Under the Basic Law, the city’s mini-constitution, Hong Kong is guaranteed “a high degree of autonomy” including an independent judiciary, media freedom and the right to exercise basic human rights like free speech and the right to peaceful protest. Initially, there was hope that this system would allow Hong Kong residents to enjoy full human rights, but then there came the fear that China may eventually exert its influence to the detriment of human rights protections.

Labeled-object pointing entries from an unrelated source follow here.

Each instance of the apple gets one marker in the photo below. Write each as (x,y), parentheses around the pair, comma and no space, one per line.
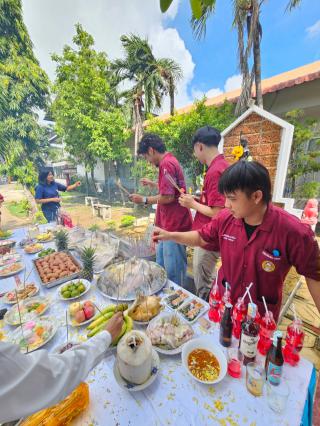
(80,316)
(88,311)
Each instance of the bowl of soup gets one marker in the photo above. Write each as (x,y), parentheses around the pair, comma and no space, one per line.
(204,360)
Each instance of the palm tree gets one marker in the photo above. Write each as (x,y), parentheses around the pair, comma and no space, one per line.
(150,80)
(246,20)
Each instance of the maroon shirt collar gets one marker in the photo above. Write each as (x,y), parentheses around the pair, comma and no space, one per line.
(267,222)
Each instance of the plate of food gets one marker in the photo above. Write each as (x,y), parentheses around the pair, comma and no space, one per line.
(168,333)
(45,252)
(45,237)
(34,334)
(193,309)
(33,248)
(29,309)
(10,257)
(56,268)
(144,308)
(73,289)
(176,299)
(204,360)
(5,234)
(81,313)
(12,269)
(22,292)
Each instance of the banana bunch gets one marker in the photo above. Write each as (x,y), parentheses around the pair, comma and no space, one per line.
(102,319)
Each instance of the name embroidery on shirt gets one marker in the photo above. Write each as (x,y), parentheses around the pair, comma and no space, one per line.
(268,266)
(229,237)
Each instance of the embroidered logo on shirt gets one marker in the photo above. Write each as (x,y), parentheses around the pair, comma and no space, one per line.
(229,237)
(268,266)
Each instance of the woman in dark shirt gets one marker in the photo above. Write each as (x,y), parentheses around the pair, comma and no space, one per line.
(47,194)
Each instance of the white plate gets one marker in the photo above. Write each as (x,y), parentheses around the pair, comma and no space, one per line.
(8,302)
(85,282)
(30,316)
(170,351)
(11,273)
(17,334)
(135,388)
(208,344)
(202,311)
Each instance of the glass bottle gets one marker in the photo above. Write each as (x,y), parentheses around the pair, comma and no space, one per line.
(249,335)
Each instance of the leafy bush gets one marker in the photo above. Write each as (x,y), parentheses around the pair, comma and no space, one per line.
(127,221)
(111,225)
(39,218)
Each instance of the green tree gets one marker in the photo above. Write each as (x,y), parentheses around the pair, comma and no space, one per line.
(23,88)
(150,80)
(91,125)
(177,132)
(304,159)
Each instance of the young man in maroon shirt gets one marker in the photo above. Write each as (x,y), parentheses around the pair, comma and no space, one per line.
(205,145)
(258,242)
(169,215)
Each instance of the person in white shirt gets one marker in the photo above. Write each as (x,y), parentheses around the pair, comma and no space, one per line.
(29,383)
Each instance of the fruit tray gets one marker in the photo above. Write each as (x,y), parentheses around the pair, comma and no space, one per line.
(59,280)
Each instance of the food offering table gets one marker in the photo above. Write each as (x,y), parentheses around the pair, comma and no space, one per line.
(174,398)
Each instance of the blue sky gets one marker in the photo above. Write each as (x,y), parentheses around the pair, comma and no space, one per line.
(286,44)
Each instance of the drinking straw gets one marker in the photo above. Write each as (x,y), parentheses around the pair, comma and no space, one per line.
(265,307)
(246,292)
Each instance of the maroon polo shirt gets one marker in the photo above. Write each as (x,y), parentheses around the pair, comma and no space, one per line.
(172,217)
(281,241)
(210,196)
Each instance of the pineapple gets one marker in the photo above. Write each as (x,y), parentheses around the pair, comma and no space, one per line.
(87,257)
(61,238)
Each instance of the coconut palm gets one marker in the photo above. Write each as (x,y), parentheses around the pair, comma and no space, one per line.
(246,20)
(150,79)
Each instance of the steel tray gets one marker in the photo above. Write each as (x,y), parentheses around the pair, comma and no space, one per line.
(60,280)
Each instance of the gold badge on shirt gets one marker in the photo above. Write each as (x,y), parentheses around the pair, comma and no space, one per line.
(268,266)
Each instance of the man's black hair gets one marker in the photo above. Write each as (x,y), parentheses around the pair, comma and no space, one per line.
(151,140)
(43,175)
(207,135)
(246,176)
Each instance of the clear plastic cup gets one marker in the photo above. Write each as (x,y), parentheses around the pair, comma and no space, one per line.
(277,396)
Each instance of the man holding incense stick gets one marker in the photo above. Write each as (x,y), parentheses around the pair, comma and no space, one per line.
(205,145)
(258,242)
(170,215)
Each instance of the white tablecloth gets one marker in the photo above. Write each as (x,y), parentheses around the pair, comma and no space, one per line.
(174,398)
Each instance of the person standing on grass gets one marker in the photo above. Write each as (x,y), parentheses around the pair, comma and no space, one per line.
(170,215)
(258,241)
(205,145)
(47,194)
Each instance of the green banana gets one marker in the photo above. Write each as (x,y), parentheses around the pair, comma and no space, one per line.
(100,320)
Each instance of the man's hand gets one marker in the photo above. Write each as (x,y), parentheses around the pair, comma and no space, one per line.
(187,200)
(114,325)
(160,235)
(147,182)
(136,198)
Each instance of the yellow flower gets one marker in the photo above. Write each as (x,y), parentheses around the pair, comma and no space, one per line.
(237,152)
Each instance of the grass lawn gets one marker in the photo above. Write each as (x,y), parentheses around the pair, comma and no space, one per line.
(16,210)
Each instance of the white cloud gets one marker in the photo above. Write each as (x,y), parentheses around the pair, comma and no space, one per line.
(233,83)
(314,30)
(51,26)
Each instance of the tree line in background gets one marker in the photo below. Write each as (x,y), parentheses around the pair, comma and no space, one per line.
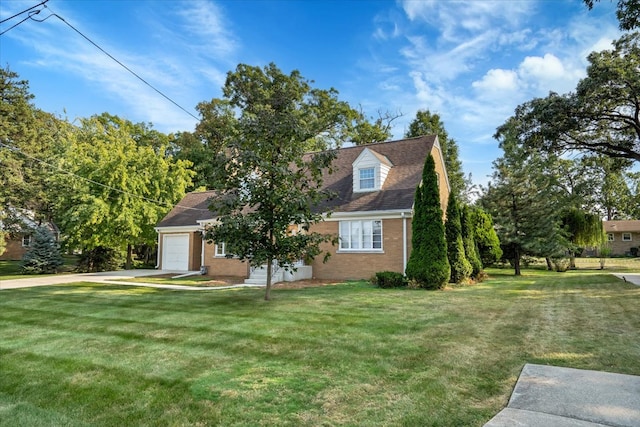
(107,181)
(569,159)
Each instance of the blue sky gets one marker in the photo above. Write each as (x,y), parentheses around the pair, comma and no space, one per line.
(472,62)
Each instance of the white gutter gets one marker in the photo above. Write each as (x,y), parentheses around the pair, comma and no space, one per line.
(202,251)
(404,242)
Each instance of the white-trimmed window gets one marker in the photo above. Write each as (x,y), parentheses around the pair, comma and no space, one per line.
(219,250)
(367,178)
(361,235)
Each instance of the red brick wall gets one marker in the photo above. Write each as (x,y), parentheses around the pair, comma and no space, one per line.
(347,266)
(14,250)
(220,266)
(620,247)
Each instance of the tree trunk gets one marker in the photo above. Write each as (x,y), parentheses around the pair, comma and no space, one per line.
(549,264)
(267,295)
(127,265)
(516,263)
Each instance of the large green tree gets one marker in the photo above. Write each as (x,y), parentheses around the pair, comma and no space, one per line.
(522,201)
(628,13)
(428,265)
(115,183)
(601,116)
(28,142)
(267,183)
(427,123)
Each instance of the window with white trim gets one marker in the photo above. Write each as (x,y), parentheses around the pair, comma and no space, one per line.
(361,235)
(220,250)
(367,178)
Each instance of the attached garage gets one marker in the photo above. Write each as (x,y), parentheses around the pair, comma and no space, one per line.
(175,252)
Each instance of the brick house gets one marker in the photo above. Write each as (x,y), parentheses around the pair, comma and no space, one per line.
(622,236)
(375,186)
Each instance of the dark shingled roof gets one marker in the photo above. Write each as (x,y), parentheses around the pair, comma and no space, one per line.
(627,226)
(192,208)
(407,157)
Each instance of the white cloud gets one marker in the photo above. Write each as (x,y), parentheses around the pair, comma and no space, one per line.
(497,81)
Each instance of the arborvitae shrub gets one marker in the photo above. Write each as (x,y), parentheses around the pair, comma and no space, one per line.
(460,266)
(99,259)
(470,247)
(390,279)
(428,266)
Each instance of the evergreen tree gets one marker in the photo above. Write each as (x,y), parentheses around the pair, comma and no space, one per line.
(44,254)
(470,247)
(460,266)
(428,265)
(485,236)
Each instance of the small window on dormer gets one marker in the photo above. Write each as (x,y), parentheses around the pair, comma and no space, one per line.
(367,178)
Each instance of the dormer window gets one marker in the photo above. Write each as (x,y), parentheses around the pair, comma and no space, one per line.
(367,179)
(370,170)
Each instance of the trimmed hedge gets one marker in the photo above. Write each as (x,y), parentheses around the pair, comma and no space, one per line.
(390,279)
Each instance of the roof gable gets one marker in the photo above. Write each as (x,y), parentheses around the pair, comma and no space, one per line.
(407,157)
(628,226)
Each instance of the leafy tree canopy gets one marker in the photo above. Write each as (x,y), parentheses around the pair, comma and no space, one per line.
(628,13)
(266,183)
(601,116)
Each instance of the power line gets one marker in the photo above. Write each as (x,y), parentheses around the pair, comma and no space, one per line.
(20,13)
(59,169)
(112,57)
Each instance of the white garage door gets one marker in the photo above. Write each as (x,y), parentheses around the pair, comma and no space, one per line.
(175,252)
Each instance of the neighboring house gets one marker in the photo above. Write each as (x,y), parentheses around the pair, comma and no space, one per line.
(19,234)
(622,236)
(375,187)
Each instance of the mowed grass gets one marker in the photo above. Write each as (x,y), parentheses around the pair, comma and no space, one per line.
(101,355)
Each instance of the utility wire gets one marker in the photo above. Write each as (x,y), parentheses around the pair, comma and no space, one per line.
(113,58)
(59,169)
(34,12)
(20,13)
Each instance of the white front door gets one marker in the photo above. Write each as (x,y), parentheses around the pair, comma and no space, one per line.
(175,252)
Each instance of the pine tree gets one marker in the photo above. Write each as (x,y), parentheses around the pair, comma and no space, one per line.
(460,266)
(428,265)
(468,238)
(44,254)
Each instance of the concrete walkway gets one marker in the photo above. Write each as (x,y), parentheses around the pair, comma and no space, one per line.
(564,397)
(110,277)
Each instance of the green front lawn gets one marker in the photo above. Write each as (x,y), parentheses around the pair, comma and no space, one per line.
(350,354)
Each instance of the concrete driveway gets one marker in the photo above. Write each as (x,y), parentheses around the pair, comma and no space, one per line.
(566,397)
(103,277)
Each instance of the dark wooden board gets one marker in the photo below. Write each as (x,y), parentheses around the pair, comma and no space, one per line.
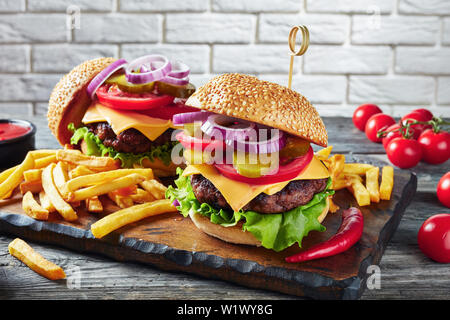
(172,243)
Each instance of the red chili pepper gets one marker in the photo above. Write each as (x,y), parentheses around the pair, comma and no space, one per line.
(348,234)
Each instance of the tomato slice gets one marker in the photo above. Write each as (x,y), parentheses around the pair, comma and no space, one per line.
(195,143)
(167,112)
(284,172)
(113,97)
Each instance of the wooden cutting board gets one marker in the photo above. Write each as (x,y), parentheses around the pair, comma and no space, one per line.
(171,242)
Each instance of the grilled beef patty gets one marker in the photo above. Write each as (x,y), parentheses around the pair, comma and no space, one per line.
(130,140)
(295,194)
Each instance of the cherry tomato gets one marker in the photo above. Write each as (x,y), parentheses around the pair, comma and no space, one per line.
(284,172)
(113,97)
(443,190)
(393,132)
(436,146)
(404,153)
(418,128)
(363,113)
(434,238)
(426,114)
(379,121)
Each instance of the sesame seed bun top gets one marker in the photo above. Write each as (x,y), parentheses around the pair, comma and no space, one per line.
(69,101)
(248,98)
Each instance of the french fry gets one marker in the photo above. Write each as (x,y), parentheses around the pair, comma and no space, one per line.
(372,184)
(92,162)
(32,208)
(16,176)
(92,179)
(341,183)
(45,202)
(129,215)
(360,193)
(336,166)
(142,196)
(121,201)
(105,187)
(32,175)
(156,189)
(324,154)
(6,173)
(60,176)
(94,204)
(8,195)
(387,182)
(30,186)
(357,168)
(79,171)
(22,251)
(45,161)
(58,202)
(43,153)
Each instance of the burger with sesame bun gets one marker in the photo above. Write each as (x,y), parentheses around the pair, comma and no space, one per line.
(109,107)
(252,177)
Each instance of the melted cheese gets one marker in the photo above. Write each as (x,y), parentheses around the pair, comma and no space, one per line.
(122,120)
(238,194)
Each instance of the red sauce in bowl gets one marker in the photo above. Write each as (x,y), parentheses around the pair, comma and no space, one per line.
(10,130)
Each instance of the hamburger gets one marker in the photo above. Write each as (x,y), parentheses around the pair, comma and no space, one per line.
(252,203)
(95,108)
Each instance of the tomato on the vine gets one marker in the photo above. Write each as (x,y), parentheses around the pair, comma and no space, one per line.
(391,133)
(419,127)
(434,238)
(377,122)
(363,113)
(404,153)
(426,114)
(435,145)
(443,190)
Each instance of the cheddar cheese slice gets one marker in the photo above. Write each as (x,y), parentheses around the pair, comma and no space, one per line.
(238,194)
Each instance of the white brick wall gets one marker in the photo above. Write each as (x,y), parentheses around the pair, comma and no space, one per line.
(395,53)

After twenty years, the worst fears are coming true. Hong Kong citizen’s human rights are being trampled upon and Hong Kong is becoming more like China when it comes to the protection of fundamental freedoms and human rights. There are numerous examples. Here are few:

The case of booksellers

In late 2015, the Chinese authorities showed total contempt for due process and the rule of law when five booksellers went missing in Thailand, mainland China and Hong Kong and reappeared on television in mainland China in January and February of 2016. Gui Minhai, Lui Por, Cheung Chi-ping, Lee Po and Lam Wing-kee worked for Mighty Current Media, a Hong Kong company known for its books on Chinese leaders and political scandals.

The U.S. Department of State called the detention of these five booksellers “the most serious breach of the “one country, two systems” policy since 1997” and “The British Foreign Secretary noted that the disappearances constituted a “serious breach” of the 1984 Sino-British Joint Declaration.” When Lam Wing-kee returned to Hong Kong in June 2016, he held a press conference in which he said he was arbitrarily detained, ill-treated in detention and forced to “confess”.

According to the U.S. Department of State, “Lam’s statements confirmed for many observers that the Central Government had bypassed Hong Kong law enforcement agencies to pursue an individual inside Hong Kong for political reasons in contravention of the Basic Law.”

Arrest of pro-democracy supporters

Police arrested nine people involved in Hong Kong’s pro-democracy movement on April 27th 201t. Eight of them face charges of public disorder and/or unlawful assembly for their involvement in a largely peaceful protest last November against a central government ruling on Hong Kong’s Basic Law. One of them is on charge of assaulting police. They all are on bail awaiting trial.

n July 2016, student activists Joshua Wong and Alex Chow were found guilty of “taking part in an unlawful assembly” and Nathan Law was found guilty of “inciting others to take part in an unlawful assembly” under the vague provisions in Hong Kong’s Public Order Ordinance, for their roles in events that triggered the 2014 pro-democracy protest, also known as the Umbrella Movement.

In 2015, Amnesty International issued the following: “URGENT ACTION: Supporters of Hong Kong Protests ‘Tortured,’” and called for action against the horrifying treatment of at least 27 people who remained behind bars in China after showing support for the prodemocracy protests in Hong Kong.

Judicial independence

“The HKSAR and PRC governments are bound by a duty to uphold the principle of “one country, two systems”, enshrined in the Basic Law, which states that central government legislation and underlying concepts on these issues are not to be introduced into the HKSAR for a period of fifty years after 1997. However, controversy over interpretation of the Basic Law has exposed both the limits of the autonomy of the HKSAR and loopholes in the checks, balances and separation of powers, which underpin human rights guarantees in the Basic Law.”

In November 1999, the UN Human Rights Committee, commenting on the first report submitted by China on the implementation of the ICCPR in Hong Kong, expressed concern that government requests for reinterpretation of the Basic Law could undermine the right to fair trial.

China is reneging on its promise to maintain the one country two systems policy and exerting ever increasing pressure on Hong Kong to adopt Xi Jinping’s policies and agenda. The result is, after 20 years — Hong Kong is becoming more like China, loosing human rights protections.